Une langue qui naît, ou qui renaît, c’est une chose très importante pour un peuple. Le tout, c’est de savoir si la langue prend une dimension nationale, dans un sens plus identitaire qu’en France, puisque chez nous ce débat a déjà eu lieu. En France, on ne parle plus le français comme dans la cour des États européens du 19e siècle. Au Québec, ce nationalisme lié à la langue est une chose à la fois passionnante et fragile. Je ne vois pas ce que je peux ajouter à tout ce que d’éminents intellectuels québécois ont publié de riche sur cette question. Vous avez chez vous des penseurs qui n’ont fait que ça et qui ont beaucoup apporté à l’Histoire du Québec."

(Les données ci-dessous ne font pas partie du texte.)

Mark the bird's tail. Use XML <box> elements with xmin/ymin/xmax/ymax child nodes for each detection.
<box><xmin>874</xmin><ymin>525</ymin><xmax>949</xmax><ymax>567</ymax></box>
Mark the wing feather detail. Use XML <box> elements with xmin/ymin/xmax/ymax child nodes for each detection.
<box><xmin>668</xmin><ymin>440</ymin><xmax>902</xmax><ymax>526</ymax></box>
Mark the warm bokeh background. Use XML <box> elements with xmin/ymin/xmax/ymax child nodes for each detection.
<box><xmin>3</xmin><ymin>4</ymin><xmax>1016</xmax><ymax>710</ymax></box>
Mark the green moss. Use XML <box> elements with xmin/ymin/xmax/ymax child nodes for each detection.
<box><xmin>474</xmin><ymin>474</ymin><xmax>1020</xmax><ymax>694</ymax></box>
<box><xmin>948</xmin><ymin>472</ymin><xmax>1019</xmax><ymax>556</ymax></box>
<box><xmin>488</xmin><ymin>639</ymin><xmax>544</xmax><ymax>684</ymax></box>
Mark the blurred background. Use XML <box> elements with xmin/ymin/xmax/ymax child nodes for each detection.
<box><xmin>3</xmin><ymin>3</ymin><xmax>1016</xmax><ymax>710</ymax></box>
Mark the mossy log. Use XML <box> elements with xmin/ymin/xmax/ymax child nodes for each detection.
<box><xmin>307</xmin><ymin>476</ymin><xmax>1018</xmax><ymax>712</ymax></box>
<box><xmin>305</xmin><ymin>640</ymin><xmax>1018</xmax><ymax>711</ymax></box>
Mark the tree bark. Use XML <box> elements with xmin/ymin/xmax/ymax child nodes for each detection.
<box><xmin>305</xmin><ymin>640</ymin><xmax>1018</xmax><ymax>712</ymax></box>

Certains affirment qu’à une époque de mondialisation débridée, la question nationale au Québec paraît désuète. Partagez-vous ce point de vue catégorique?

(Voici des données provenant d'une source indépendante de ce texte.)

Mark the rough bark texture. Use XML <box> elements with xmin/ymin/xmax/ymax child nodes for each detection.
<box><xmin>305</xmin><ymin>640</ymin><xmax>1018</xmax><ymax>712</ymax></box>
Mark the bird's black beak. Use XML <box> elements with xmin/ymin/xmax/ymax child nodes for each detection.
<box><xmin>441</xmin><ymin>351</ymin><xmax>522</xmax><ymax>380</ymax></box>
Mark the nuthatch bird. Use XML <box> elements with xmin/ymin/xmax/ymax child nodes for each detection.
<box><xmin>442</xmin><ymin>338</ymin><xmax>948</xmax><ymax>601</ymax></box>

"Cette question devient désuète, me semble-t-il, mais je le dirais avec précaution parce que le Québec est un pays que j’aime, parce que je me suis aperçu qu’il fallait des années de familiarité pour être compétent et parce qu’il s’est passé beaucoup de choses depuis que je n’y vais plus. Moi, j’ai besoin de la présence, les livres ne me suffisent pas. D’après ce que me rapportent tous mes amis qui reviennent du Québec et mes amis québécois, il me semble que depuis une dizaine d’années, la passion nationaliste au Québec est vécue un peu au passé. Cette passion est toujours vivace, mais elle est vécue comme si les occasions d’aller jusqu’au bout de l’idéal québécois étaient un peu derrière nous. Qu’est-ce que ça voudrait dire? Ça voudrait dire que maintenant, on ne peut pas faire vivre une entité nationale uniquement avec la question de la langue. C’est vrai."

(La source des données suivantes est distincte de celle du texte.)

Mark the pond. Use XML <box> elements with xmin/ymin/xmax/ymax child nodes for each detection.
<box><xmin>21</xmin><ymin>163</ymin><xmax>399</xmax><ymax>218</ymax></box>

En ce début du 21e siècle, alors que la mondialisation économique et culturelle bat son plein, l’idée de "souveraineté nationale" ne vous paraît-elle pas archaïque et dépassée?
"Oui. Mais il n’en demeure pas moins que dans un certain nombre de domaines, il y a toujours des possibilités de "rester chez soi", de défendre sa langue et sa culture. Cette réalité-là n’a pas encore été réduite à néant. Je crois que la mondialisation est à la fois une tendance vers le planétaire et un retour à la nation. C’est une poussée trop rapide vers une citoyenneté du monde qui donne le vertige, déséquilibre et renforce le repli sur la communauté. C’est le mondialisme qui suscite l’individualisme ici et le tribalisme là. Nous nous dirigeons sans boussole et sans étoiles vers un avenir mondialiste, mais nous nous y dirigeons dans les plus tumultueuses convulsions. Nous allons vers l’unité, mais avec une Histoire, des traditions, des cultures, des religions et des langues différentes, parfois contradictoires et antagonistes, sans avoir la possibilité de dégager le message universel de ces différences. Nous avons si peur de ne rien trouver dans la citoyenneté du monde que nous nous raccrochons à nos singularités et à nos souvenirs. C’est ce qu’on appelle des "crispations identitaires" parce que, souvent, pour être nous-mêmes, nous avons besoin d’être séparés des autres."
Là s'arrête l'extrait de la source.